Dari gerakan sipil yangtumbuh dalam era reformasi, Mugi melihat terdapat dua kecenderungan utama yaitu;
Pertama, adalah munculnya gerakan masyarakat sipil yang konservatif dengan mengusung isu suku, agama, ras, berbagai politik identitas dan aksi-aksi teror/kekerasan organisasi milisi sipil/kepemudaan yang bertentangan dengan nilai-nilai demokrasi, kemanusiaan (Ham) dan pluralisme. Dan ironisnya gerakan sipil konservatif ini jauh lebih teroganisir sehinga mampu mendominasi ruang demokrasi dan membangun opini, selain tentu saja dukungan dari elit politik dan organissi politik Orde Baru baik secara politik maupun logistik.
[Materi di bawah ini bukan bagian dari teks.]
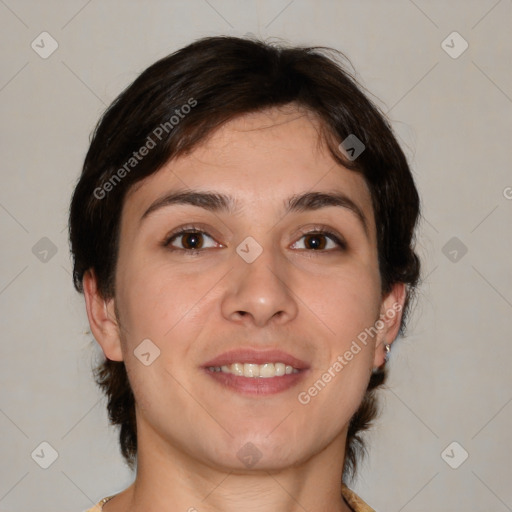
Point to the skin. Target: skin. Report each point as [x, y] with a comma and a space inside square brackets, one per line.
[309, 303]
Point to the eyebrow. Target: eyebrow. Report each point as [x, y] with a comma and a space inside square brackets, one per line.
[215, 202]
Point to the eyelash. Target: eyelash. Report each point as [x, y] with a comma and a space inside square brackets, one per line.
[317, 230]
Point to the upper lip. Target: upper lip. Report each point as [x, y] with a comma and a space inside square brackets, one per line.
[256, 357]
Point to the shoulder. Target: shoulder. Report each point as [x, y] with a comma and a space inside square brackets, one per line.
[99, 506]
[354, 501]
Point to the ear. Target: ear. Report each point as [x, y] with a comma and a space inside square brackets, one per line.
[102, 318]
[389, 321]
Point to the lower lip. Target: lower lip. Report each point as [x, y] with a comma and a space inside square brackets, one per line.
[257, 385]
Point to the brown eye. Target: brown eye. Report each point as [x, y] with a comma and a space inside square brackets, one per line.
[315, 242]
[322, 241]
[191, 241]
Kedua, gerakan masyarakat sipil yang menuntut penegakan Ham, demokrasi dan pluralisme diantara warga-bangsa Indonesia. Gerakan ini berjasa besar, bahkan menjadi korban utama dalam proses menuju era reformasi. Namun setelah reformasi tercipta kekuatan ini terserak dan muncul dalam berbagai organisasi, kegiatan dan aktivitas, baik yang bersifat politik praktis, LSM, maupun dalam berbagai gerakan sosial yang ada. Maraknya ornganisasi masyarakat sipil ini memang patut dihargai, sebagai buah reformasi, namun bila ‘kemarakan’ menghasilkan gerakan yang kecil-kecil dan berserakan, maka dampaknya adalah tidak mempunyai kekuatan tawar dan daya tekan yang kuat, baik atas negara/pemerintah, maupun ketika berhadapan dengan gerakan masyarakat sipil yang konservatif.
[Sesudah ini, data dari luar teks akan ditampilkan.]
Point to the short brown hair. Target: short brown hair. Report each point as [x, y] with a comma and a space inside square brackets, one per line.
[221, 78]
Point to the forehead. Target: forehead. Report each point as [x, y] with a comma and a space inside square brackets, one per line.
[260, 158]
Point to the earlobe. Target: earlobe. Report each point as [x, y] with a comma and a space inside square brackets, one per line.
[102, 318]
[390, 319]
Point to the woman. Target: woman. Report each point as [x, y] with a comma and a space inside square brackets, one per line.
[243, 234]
Dalam rangka mengatasi berbagai sekat-sekat tersebut, Orda IKOHI Jabodetabek diharapkan dapat menjadi semacam ‘jembatan’ untuk membuat suatu jaringan bagi gerakan korban di Jabodetabek untuk melakukan perjuangan secara programatik dan bersama-sama. Sehingga terjadi solidaritas dan saling mendukung diantara sesama korban serta dengan berbagai organisasi/lembaga dan individu yang memberikan dukungan dan komitmen pada penegakan Ham dan demokrasi.
Pembicara kedua, Ita F, Nadia dari Komnas Ham menyoroti pentingnya untuk memahami peta politik Ham ditingkat Global, nasional dan lokal. Sebab ketiganya saling kait-mengkait dalam upaya penegakan Ham di Indonesia. Dalam kasus tragedi 1965 dicontohkan olehnya, maka yang harus dituntut tanggung jawab bukan hanya negara Indonesia, tapi juga pemerintah Amerika Serikat yang mendukung dan terlibat didalamnya dengan aktif. Karena itu wajar bila proses penegakan Ham kasus 1965 juga akan berhadapan dengan politik konservatif Amerika serikat.
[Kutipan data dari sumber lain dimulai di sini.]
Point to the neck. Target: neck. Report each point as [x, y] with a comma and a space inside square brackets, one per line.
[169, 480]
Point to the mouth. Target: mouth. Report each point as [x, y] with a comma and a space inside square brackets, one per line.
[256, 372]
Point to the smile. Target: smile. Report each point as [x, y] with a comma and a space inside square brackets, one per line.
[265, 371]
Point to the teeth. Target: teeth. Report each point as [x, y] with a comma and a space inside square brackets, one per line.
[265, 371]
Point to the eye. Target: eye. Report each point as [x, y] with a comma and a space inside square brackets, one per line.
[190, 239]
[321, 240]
Dalam politik ‘Islam kanan’, demikian lebel yang diberikan oleh mbak Ita, mengacu pada gerakan politik Islam sekarang ini yang mencoba memajukan ideologi Syariat Islam, juga merupakan sebuah gerakan global, yang terkait dengan berbagai jaringan gerakan islam internasional yang hendak mendirikan negara Islam. Karena itu menurutnya, lahirnya Perda-Perda berbau Syariat Islam adalah semacam gerilya politik yang ujungnya adalah hendak mengubah konstitusi menjadi mirip Piagam Jakarta dan akhirnya membentuk negara berbasiskan syariat Islam.
Dalam strategi melakukan perlawanan, mbak Ita memajukan apa yang ia sebut sebagai ‘politik narasi’. Politik narasi ini dilakukan dengan cara melakukan sejarah lisan dimana para korban Ham--dalam kasus ini ia mengambil contoh korban 1965—dimana Komnas Ham berkerja sama dengan kelompok muda Nu Sariat di Yogya dan Elsam melakukan pengumpulan data dari para perempuan korban 1965 dengan program ‘Tutur Perempuan” dibeberapa kota. Narasi-narasi dari para korban ini dijadikan suatu ‘alat’ untuk melawan hegemoni atau politik negara yang sesat, tidak berdasarkan fakta dan sarat dengan muatan kepentingan politik kekuasaan yang jauh dari obyektif. Politik narasi ini lalu membangun sebuah wacana baru yang pro wacana korban.
Strategi lain yang ditawarkan olehnya adalah dengan cara memberikan pendidikan Ham ke sekolah-sekolah dengan membawa ‘narasi-narasi korban’ tersebut kedalam kelas, kepada generasi muda yang menjadi pewaris masa depan. Program ini berhasil memberikan penyadaran dan ‘pengetahuan alternatif’ di luar kurikulum resmi yang dibuat oleh negara. Sayangnya program ini hany baru dilakukan dibeberapa sekolah.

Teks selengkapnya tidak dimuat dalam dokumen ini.